Kunjungan ke Lae-Lae ini merupakan fasilitasi antara Ikatan Sarjana Kelautan (ISLA) Unhas, Persatuan Olahraga Selam (POSSI) Sulawesi Selatan dengan RumataArtSpace, rumah kebudayaan yang dimotori Riri Riza dan Lily Yulianti Farid. Acara tahunan yang bertajuk “Makassar International Writers Festival (MIWF)” 2012 ini merupakan pelaksanaan
yang kedua. Tahun lalu ISLA Unhas membawa para peserta mengunjungi Pulau Barrang Lompo, bagian dari kepulauan berjuluk Spermonde.
Tema yang diusung berjudul “Spermode: Writers Tour” tujuannya untuk observasi dan membaca kehidupan warga pesisir utamanya yang berdiam di 11 pulau dalam wilayah administratif Kota Makassar.
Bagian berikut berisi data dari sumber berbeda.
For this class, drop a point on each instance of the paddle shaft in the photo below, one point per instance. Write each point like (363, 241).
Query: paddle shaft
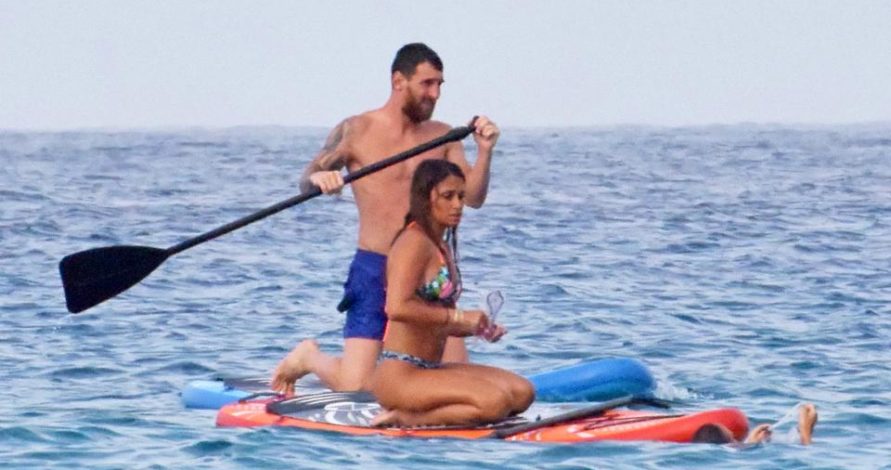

Selain observasi, dialog dengan warga, juga diisi dengan pembacaan puisi dan nyanyian. Suasana menjadi meriah karena seorang anak Lae-Lae ikut membacakan puisi.
Haji Mile yang mewakili warga, berharap agar ada perhatian pada pendidikan anak-anak di Lae-Lae, salah satunya membentuk sanggar kesenian. Omar Musa dari Australia menanyakan relasi bahari antara Makassar dan Australia Utara, antara nelayan Sulawesi Selatan dan suku Aborigin. Selain Omar hadir pula, John McGlynn dari Lontar Fondation, Khrisna Pabicara (novelis Sepatu Dahlan), Luna Vidya, Wendy Miller, Ng Yi Sheng, Janet De Neefe dari Ubud Writers dan sutradara Riri Riza sebagai pendiri Rumata.